Purification and properties of glutamate synthase and glutamate dehydrogenase from Bacillus megaterium

Abstract

B. megaterium N.C.T.C. no. 10342 exhibits glutamate synthase (EC 2.6.1.53) and glutamate dehydrogenase (EC 1.4.1.4) activities. Concentrations of glutamate synthase were high when the bacteria were grown on 3 mM-NH4Cl and low when they were grown on 100 mM-NH4Cl, but glutamate dehydrogenase concentrations were higher when the bacteria were grown on 100 mM-NH4Cl than on 3 mM-NH4Cl. Glutamate synthase and glutamate dehydrogenase were purified to homogeneity from B. megaterium grown in 10 mM-glucose/10 mM-NH4Cl. The purified enzymes had MW 840,000 and 270,000 for glutamate synthase and glutamate dehydrogenase, respectively. The Km values for substrates with NADPH and coenzyme were (glutamate synthase activity shown first) 9.mu.M and 360 .mu.M for 2-oxoglutarate, 7.1 .mu.M and 8.7 .mu.M for NADPH, and 0.2 mM for glutamine and 22 mM for NH4Cl, similar values to those of enzymes from Escherichia coli.

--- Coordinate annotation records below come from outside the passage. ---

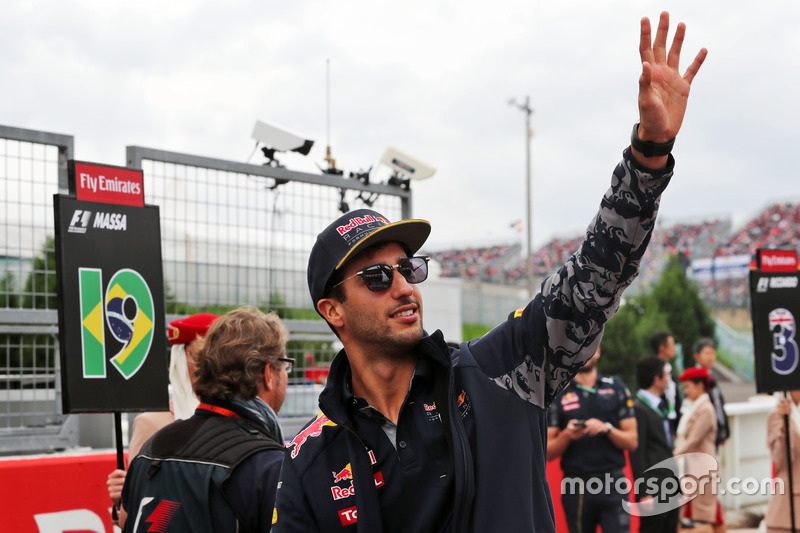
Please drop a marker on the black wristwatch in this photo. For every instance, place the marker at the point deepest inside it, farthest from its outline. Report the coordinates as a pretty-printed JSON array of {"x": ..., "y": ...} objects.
[{"x": 649, "y": 148}]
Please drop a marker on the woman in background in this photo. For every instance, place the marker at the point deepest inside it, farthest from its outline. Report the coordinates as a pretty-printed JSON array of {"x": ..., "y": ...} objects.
[
  {"x": 778, "y": 517},
  {"x": 697, "y": 433}
]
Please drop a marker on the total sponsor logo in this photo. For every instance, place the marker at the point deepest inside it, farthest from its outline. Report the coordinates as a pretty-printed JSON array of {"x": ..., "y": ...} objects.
[
  {"x": 463, "y": 403},
  {"x": 778, "y": 282},
  {"x": 348, "y": 516},
  {"x": 109, "y": 221},
  {"x": 431, "y": 412},
  {"x": 314, "y": 429},
  {"x": 360, "y": 221}
]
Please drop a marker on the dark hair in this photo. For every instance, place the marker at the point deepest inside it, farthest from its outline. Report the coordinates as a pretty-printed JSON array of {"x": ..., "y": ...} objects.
[
  {"x": 658, "y": 339},
  {"x": 703, "y": 343},
  {"x": 235, "y": 351},
  {"x": 706, "y": 384},
  {"x": 648, "y": 368}
]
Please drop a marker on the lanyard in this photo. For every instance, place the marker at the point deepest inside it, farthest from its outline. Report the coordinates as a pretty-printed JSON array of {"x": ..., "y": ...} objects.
[{"x": 646, "y": 400}]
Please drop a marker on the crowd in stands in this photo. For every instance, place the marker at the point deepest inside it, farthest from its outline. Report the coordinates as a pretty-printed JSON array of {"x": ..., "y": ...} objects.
[{"x": 777, "y": 226}]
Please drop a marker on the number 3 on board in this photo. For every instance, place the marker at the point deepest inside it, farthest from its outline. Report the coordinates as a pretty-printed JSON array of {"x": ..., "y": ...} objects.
[{"x": 783, "y": 327}]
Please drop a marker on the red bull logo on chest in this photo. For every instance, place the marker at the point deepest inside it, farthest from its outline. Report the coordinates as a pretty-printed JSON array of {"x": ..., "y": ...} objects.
[{"x": 313, "y": 430}]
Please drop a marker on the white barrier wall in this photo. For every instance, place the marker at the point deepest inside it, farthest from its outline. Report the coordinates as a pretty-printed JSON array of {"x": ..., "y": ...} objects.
[{"x": 745, "y": 456}]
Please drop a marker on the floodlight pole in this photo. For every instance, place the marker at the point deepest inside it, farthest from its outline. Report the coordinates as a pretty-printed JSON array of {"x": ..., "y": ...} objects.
[{"x": 528, "y": 211}]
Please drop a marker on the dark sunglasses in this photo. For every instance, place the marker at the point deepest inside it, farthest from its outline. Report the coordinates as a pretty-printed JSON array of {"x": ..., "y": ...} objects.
[{"x": 379, "y": 277}]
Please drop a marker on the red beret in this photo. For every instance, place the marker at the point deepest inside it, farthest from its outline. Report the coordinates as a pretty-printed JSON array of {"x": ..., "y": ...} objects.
[
  {"x": 696, "y": 372},
  {"x": 185, "y": 330}
]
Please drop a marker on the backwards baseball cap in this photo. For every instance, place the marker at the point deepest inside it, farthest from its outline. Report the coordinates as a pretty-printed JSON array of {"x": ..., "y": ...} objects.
[
  {"x": 351, "y": 233},
  {"x": 185, "y": 330},
  {"x": 696, "y": 372}
]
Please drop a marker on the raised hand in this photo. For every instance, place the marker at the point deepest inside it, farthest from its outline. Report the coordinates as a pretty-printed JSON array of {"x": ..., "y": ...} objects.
[{"x": 663, "y": 91}]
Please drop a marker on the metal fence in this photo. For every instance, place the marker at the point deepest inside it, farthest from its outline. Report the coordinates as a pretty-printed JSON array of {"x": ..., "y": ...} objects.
[{"x": 232, "y": 234}]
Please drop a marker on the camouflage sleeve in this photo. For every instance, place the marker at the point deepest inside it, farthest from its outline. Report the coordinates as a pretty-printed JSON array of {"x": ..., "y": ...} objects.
[{"x": 541, "y": 347}]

Glutamate synthase contained NH3-dependent activity (different from authentic glutamate dehydrogenase), which was enhanced 4-fold during treatment at pH 4.6. NH3-dependent activity was generally about 2% of the glutamine-dependent activity. Amidination of glutamate synthase by the bi-functional cross-linking reagent dimethyl suberimidate inactivated glutamine-dependent glutamate synthase activity, but increased NH3-dependent activity. A cross-linked structure of MW approximately 200,000 was the main product formed.